When I come across this problem, I say, “I am a 12-year-old boy with bright red hair.” Those of you who don’t know me: I am an 80-year-old woman with white hair. However, the question is, “What did I say?” Most kids get it, and I never have to do the exercise again. Some persist, but that‘s because they’d rather guess than reread the passage.
K’s mother said her daughter needs some help with reading. She stumbles on big words and doesn’t read as fluently as she would like her to. This could be a problem for this girl because she has been placed in a higher-level literature class. The mother said her sister would also like me to work with her son, and her husband would like to work with me to improve his reading. I remember that he only taught himself to read 8 years ago.
I had an appointment with A. at 3. His mother helped him set up. I had asked his mom to do some marching activity with him to help him coordinate the two hemispheres of his brain. She said he didn’t have a problem with oppositional movement.

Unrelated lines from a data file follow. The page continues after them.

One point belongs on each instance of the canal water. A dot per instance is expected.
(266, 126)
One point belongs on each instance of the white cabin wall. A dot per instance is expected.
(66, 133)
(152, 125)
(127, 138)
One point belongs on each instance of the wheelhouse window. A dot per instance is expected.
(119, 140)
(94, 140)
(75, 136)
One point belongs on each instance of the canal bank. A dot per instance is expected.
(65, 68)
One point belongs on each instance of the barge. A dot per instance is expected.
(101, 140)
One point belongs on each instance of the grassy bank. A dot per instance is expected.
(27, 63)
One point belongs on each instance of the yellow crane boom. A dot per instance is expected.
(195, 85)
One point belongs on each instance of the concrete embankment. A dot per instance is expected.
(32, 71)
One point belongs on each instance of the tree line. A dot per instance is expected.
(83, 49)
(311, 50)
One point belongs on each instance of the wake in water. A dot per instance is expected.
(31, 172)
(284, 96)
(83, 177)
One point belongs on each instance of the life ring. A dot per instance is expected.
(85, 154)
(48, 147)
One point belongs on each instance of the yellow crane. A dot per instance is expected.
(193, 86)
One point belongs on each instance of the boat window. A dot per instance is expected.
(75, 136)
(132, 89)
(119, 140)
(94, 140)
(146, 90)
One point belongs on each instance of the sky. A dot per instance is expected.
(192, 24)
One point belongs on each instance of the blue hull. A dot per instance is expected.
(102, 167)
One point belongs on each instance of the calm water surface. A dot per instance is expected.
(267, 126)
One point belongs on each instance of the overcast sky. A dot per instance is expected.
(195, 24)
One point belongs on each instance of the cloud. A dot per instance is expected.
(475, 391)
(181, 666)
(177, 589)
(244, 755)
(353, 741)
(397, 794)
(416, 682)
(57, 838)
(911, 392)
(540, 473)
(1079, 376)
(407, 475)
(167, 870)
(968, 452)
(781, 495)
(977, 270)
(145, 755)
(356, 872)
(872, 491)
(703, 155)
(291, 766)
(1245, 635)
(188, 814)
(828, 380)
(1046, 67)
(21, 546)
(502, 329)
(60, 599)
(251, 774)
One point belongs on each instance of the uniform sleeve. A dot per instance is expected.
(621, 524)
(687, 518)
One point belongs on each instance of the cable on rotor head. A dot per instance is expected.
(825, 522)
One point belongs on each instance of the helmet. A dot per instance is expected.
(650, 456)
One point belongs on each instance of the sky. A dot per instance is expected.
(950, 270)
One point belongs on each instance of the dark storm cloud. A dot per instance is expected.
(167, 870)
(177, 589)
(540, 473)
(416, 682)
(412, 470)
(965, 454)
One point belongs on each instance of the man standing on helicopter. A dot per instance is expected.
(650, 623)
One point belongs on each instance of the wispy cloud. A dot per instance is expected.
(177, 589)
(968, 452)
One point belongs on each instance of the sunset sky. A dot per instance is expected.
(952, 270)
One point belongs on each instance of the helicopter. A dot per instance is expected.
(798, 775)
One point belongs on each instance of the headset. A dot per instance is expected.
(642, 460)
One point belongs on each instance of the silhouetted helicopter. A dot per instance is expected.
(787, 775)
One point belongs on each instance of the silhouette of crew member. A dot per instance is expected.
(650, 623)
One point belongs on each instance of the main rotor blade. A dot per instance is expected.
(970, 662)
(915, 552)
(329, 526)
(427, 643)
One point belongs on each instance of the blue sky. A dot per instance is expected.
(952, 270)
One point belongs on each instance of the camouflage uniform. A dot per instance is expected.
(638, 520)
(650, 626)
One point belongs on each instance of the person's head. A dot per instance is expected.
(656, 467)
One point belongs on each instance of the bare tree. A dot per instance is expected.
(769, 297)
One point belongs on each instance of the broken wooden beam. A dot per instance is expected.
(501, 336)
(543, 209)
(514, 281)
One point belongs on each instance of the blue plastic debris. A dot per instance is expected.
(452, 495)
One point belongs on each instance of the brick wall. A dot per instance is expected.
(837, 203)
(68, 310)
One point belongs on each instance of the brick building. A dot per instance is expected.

He had no issues with crawling. I asked him to demonstrate. Sure enough- he had perfect oppositional movement when he marched. That’s not the problem.
Nonetheless, when he has to do cross-body blending, he sometimes uses his left arm instead of his right. He confuses which letter comes first and which comes second. In a word like pet, if he has to blend the ‘e’ and the ‘t’, he will say that the t comes first, touching his left shoulder, and the e comes second. So much for Brain Gym, One Brain, and Edu-Kinesthetics theories.